É de todo inaceitável que, quando morrem africanos às centenas, em travessias trágicas do Mediterrâneo, procurando refúgio ou estabilidade económica, pouco ou nada se diga. Os jornais e televisões de maior circulação mundial não consideram notícia consumível e que venda jornais.
Quando eclodem, quase todos os dias, conflitos sangrentos em algum país de África, isso passa despercebido, até que algum cidadão oriental ou ocidental seja capturado ou morto.
Moçambique teve dezoito meses de hostilidades militares com mortos, feridos e danos materiais de vulto. Seguindo atentamente a CNN, tive oportunidade de verificar que quase nunca houve menção a tal conflito. Mesmo a imprensa da antiga potência colonizadora de Moçambique pouco disse sobre o assunto.
Compreende-se que a exposição de um assunto tem relação directa com o grupo-alvo e que dificilmente se pode vender jornais, revistas ou ganhar audiência televisiva relatando conflitos de baixa intensidade de um país quase desconhecido pelos consumidores das capitais ocidentais. Foi uma guerra esquecida e distorcida que aconteceu e terminou sem que o mundo soubesse.
A mediatização e a solidariedade que se regista aos trágicos acontecimentos de Paris são uma resposta humana importante e acções com repercussões em vários domínios. As declarações de governantes de vários países são muito importantes. Embora se possa dizer que a reacção tem o valor, convém que ninguém se esqueça de que, sem acções proactivas, não se terá a solução dos problemas globais que afectam relações entre países e pessoas.

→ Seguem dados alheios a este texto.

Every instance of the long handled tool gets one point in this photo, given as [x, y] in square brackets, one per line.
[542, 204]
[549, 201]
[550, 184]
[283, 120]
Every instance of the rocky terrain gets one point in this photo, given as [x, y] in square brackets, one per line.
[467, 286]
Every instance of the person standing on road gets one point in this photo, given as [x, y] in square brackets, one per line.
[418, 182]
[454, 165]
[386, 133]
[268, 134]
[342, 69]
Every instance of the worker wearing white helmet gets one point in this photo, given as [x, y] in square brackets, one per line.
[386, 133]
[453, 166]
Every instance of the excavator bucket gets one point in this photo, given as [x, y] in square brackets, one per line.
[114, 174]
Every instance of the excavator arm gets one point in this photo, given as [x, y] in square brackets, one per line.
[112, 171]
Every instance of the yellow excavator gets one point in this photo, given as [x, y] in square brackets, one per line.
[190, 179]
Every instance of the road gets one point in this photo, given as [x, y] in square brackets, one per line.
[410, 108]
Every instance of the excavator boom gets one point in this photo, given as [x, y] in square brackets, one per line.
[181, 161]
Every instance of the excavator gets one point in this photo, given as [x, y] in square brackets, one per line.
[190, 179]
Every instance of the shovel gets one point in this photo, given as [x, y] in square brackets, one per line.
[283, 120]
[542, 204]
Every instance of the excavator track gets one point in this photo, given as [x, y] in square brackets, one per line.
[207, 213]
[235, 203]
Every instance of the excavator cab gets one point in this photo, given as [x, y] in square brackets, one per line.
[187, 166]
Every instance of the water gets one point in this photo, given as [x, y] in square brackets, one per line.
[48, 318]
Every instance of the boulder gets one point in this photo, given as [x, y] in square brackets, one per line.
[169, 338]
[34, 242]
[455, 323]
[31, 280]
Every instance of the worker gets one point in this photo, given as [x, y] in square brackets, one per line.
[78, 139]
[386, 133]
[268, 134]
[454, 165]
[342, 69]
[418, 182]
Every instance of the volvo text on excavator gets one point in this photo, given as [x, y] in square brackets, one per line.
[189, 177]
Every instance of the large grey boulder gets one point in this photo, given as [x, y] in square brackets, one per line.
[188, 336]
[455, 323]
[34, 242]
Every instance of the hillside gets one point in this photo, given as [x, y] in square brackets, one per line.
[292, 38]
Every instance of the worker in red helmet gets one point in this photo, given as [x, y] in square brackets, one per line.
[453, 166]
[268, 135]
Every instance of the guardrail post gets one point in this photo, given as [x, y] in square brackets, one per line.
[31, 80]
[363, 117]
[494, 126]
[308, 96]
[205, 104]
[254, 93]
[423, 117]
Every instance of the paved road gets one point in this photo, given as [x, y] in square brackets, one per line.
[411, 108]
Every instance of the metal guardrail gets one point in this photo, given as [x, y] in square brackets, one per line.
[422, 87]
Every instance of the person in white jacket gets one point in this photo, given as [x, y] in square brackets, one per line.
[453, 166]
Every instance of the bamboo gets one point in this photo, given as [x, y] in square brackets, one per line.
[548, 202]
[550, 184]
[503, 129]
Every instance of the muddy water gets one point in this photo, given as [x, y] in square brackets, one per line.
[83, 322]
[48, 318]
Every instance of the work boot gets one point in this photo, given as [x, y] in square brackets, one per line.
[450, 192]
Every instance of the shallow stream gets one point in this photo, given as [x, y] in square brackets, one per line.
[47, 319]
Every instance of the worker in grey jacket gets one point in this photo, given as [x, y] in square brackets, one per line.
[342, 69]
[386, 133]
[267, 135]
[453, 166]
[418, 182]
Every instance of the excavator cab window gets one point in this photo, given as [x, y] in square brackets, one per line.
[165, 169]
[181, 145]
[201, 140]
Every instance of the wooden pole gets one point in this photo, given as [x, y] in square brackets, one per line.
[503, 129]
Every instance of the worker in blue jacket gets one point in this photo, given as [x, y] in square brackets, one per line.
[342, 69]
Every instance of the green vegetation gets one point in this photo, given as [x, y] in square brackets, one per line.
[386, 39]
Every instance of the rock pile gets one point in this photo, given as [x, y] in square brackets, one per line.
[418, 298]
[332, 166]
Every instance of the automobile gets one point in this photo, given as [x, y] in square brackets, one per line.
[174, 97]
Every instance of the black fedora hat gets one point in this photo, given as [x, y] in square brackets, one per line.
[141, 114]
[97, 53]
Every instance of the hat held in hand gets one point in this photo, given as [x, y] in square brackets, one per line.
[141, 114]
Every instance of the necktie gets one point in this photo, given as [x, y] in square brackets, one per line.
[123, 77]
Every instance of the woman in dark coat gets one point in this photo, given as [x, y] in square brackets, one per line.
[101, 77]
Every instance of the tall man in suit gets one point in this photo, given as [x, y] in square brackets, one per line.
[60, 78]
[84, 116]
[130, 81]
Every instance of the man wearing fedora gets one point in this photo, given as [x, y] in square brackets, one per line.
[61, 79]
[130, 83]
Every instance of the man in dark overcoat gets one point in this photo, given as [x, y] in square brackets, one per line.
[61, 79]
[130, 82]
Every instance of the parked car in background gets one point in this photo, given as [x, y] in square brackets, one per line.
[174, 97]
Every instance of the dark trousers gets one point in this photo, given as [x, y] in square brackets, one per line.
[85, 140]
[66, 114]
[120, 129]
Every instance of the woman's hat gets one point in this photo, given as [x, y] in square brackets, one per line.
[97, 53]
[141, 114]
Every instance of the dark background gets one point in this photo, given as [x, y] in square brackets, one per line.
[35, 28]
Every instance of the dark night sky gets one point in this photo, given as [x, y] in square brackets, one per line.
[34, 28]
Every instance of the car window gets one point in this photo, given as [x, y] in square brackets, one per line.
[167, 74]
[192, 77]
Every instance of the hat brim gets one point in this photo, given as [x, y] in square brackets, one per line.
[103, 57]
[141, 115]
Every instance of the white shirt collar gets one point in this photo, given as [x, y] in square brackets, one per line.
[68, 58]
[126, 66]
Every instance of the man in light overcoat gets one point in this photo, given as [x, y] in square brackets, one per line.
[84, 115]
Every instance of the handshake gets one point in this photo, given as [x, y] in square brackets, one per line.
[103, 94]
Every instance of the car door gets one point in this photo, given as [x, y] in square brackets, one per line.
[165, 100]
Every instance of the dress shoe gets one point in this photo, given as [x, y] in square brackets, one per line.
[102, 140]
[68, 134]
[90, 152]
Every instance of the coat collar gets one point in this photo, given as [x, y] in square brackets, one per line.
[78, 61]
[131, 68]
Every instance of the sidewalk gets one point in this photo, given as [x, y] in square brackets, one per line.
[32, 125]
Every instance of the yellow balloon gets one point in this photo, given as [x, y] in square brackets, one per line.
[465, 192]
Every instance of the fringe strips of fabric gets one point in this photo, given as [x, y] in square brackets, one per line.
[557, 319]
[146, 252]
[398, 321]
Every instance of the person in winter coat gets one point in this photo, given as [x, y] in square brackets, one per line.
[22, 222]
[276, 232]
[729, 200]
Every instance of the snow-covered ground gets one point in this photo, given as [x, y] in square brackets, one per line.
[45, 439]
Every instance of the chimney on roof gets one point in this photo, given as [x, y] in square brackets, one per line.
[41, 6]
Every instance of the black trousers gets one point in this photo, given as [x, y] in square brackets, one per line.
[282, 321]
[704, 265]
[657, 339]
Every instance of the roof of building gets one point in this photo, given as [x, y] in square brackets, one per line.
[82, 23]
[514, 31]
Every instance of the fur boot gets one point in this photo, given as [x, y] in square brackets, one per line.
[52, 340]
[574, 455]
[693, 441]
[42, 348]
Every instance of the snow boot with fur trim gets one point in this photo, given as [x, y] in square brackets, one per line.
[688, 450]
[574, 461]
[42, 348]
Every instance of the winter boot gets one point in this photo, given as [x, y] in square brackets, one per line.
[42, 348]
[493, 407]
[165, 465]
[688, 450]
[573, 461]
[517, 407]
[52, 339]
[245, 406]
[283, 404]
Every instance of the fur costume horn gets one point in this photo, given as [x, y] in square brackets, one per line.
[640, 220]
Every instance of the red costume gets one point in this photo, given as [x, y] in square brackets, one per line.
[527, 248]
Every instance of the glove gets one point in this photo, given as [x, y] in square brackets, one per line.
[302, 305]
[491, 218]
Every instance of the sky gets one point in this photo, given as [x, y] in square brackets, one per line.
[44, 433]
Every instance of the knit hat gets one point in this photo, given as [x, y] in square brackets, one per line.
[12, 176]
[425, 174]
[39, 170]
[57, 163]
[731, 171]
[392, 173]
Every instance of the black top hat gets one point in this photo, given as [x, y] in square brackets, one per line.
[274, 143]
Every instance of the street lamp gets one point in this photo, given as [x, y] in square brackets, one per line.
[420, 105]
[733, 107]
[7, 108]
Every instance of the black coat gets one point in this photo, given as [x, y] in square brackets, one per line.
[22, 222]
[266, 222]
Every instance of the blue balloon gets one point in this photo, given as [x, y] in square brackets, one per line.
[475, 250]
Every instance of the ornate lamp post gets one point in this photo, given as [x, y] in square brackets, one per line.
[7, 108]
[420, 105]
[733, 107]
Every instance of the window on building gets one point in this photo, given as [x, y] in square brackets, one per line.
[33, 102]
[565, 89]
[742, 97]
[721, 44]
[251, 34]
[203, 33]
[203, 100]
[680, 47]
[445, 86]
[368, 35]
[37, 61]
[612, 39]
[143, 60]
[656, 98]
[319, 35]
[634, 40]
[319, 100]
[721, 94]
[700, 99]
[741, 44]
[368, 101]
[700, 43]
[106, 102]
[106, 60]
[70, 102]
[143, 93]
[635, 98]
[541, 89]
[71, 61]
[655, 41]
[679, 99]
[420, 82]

Enquanto os líderes mundiais se distraem em jogos de poder, com tentativas de demonstrar que são potências hegemónicas ou de importância vital para o mundo, os focos de terrorismo e extremismo não param de crescer.
A condenação e repúdio de um acto terrorista como o de Paris, por mais que seja desde Londres até Teerão, jamais substituirão as vidas ceifadas. Também é facto que não tem havido concertação de acções entre os Governos envolvidos, no sentido de se encontrar consensos quanto ao tratamento dos assuntos em disputa.
Sem um engajamento construtivo, que elimine do vocabulário entre os Estados palavras como Estado-pária, os extremistas continuarão a ter esconderijos e campos de treino.
Urge encontrar saídas airosas, inteligentes e estratégicas para o mundo inteiro.
Doutrinas de segurança nacional, considerações estratégicas de validade e utilidade duvidosas, apetência por hegemonia constituem elementos de risco para a convivência internacional.
A dualidade de critérios prevalecente e uma cultura baseada em complexos de superioridade civilizacional devem merecer atenção dos políticos e da sociedade em geral.
Nos solidarizamos incondicionalmente com as vítimas do extremismo e do terrorismo em Paris. Não esperamos nada em troca.
Mas lamentamos que, nesta era de civilização e desenvolvimento, ainda se continue a não prestar atenção aos mortos dos outros.
A discussão sobre migração e terrorismo no mundo, sobre liberdade religiosa e política, sobre clima ou qualquer conflito entre países deve ser encarada como momento importantes de avançar uma agenda mundial envolvente, consensual, sem cargas de racismo primário.
Neste momento de dor e luto em Paris, mas também no Paquistão, Síria, Iraque, RDC, Moçambique, Angola, Zimbabwe, importa que se colham e retirem as lições que servirão para aproximar pessoas e Governos, para aquilo que afinal é do interesse de todos.
Desmascarar considerações alegadamente de segurança nacional, quando se trata da migração no mundo, é atacar o alvo certo. A extrema-direita na Europa vai aproveitar o atentado de Paris para prosseguir a sua marcha pelo poder na Europa.